Reading order: Open the Selection Pane (Home > Arrange > Selection Pane), then check the order on every slide. The list is displayed bottom-to-top, which is counterintuitive. You'll need to drag items into the correct sequence for each slide. For a 30-slide deck, expect 15-25 minutes, more if slides have complex layouts.
Slide titles: Check every slide for a proper title placeholder. If you used a text box instead of the built-in title element, you'll need to replace it. Slides with intentionally blank titles (like section dividers or image-only slides) need to be handled differently.
Language tags: This one is genuinely painful. PowerPoint's interface doesn't expose the document-level language setting in an obvious way. For older files, you may need to edit the underlying XML. Most people don't even know this is a requirement until an audit flags it.
Realistic time estimate: For a moderately complex 30-slide presentation, expect 45 to 90 minutes of remediation work. Multiply that by the number of decks you use in a semester. If you teach two courses with 25 lectures each, you're looking at 40 to 75 hours of remediation work. Per semester.
A Better Approach
The accessibility requirements themselves are reasonable. The problem is that PowerPoint wasn't designed to make compliance easy, and doing it manually doesn't scale.
This is where automated remediation tools come in. Tools like Aprivo automate the tedious parts of the process. Upload your PPTX file, and AI analyzes every slide: generating contextual alt text for images, correcting reading order, verifying slide titles, and addressing language tags. You review the suggested fixes, approve or edit them, and download the accessible version.
What takes 45-90 minutes by hand takes a few minutes with automated remediation. The AI-generated alt text is contextual, meaning it understands that a bar chart in a biology lecture is showing species population data, not just "a chart." You stay in control of the final output, but you're reviewing and approving rather than building from scratch.
Aprivo's free tier includes 10 decks per month, which is enough to test the process with your own materials and see the quality of the output before committing to anything.
Get Started Before the Deadline
The April 2026 ADA Title II deadline is approaching, and accessibility backlogs at most institutions are significant. Starting now, even with a few decks at a time, is better than facing a wall of remediation work next spring.
Start free — 10 decks/month, no credit card required.

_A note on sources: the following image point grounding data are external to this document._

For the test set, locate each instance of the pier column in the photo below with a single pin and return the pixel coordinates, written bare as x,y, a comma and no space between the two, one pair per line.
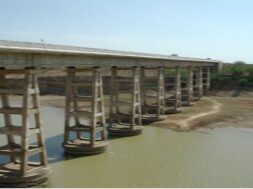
23,147
178,87
173,90
85,129
190,85
200,82
206,80
125,110
153,94
187,86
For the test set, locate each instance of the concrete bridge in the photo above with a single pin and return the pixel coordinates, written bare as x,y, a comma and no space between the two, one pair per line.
144,88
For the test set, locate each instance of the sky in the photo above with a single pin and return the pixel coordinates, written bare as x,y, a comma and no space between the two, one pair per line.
217,29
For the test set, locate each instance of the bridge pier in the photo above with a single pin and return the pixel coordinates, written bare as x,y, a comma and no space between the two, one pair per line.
206,80
187,87
153,94
173,90
24,154
125,109
198,83
85,129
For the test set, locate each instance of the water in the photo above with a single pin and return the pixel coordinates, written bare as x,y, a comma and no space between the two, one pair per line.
157,158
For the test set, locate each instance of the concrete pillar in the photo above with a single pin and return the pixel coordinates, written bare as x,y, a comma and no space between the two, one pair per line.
173,93
200,82
178,87
153,94
206,80
189,85
18,170
85,129
125,110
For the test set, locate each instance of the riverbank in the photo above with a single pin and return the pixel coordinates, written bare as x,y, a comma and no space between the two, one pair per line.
224,111
234,111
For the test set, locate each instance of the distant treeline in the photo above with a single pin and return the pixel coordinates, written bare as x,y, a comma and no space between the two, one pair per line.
236,75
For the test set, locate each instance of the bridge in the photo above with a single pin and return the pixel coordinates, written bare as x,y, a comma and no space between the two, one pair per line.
143,88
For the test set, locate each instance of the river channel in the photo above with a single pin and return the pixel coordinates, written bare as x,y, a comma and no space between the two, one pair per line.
158,158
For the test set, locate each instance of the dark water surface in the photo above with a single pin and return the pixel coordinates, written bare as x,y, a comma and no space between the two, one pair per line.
157,158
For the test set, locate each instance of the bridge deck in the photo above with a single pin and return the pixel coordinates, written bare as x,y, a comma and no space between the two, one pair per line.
40,55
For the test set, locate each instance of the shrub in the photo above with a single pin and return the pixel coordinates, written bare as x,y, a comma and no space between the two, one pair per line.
243,82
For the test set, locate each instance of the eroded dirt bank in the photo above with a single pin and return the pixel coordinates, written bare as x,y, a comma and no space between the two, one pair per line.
234,111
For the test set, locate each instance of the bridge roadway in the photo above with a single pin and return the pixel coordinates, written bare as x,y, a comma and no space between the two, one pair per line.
144,88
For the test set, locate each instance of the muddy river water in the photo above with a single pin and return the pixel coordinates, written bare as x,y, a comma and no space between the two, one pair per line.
157,158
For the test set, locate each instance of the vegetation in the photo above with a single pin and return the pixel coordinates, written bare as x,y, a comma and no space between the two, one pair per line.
237,75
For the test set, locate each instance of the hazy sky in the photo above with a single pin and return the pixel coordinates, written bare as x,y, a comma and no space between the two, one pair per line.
219,29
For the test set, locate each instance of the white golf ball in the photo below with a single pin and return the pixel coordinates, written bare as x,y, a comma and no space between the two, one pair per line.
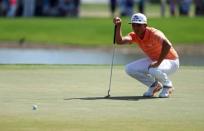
35,107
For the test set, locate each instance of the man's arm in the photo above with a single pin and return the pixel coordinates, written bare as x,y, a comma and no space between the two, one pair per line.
164,51
119,38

Frequently Asked Questions
Do I need to make every old presentation accessible, or just new ones?
Under ADA Title II, public universities need to ensure that digital content used in current courses is accessible. If you're actively using an older deck in your teaching, it falls under the requirement. Archived materials that are no longer in use are generally lower priority, but anything students can currently access should be remediated.
Does PowerPoint's built-in Accessibility Checker handle all of this?
PowerPoint's Accessibility Checker is a good starting point, but it has significant gaps. It flags missing alt text but can't write it for you. It doesn't reliably catch reading order problems, doesn't check language tags, and doesn't assess the quality of existing alt text. Think of it as a partial audit tool, not a remediation tool.
What if my university already uses Blackboard Ally?
Ally is excellent at scanning course content and generating accessibility scores, and it creates alternative formats like HTML and audio versions. But Ally does not modify your original PowerPoint file. If your PPTX has missing alt text or broken reading order, those issues remain in the source file even after Ally flags them. Aprivo addresses the source file itself, so when you re-upload the remediated PPTX, your Ally scores improve because the underlying issues are fixed.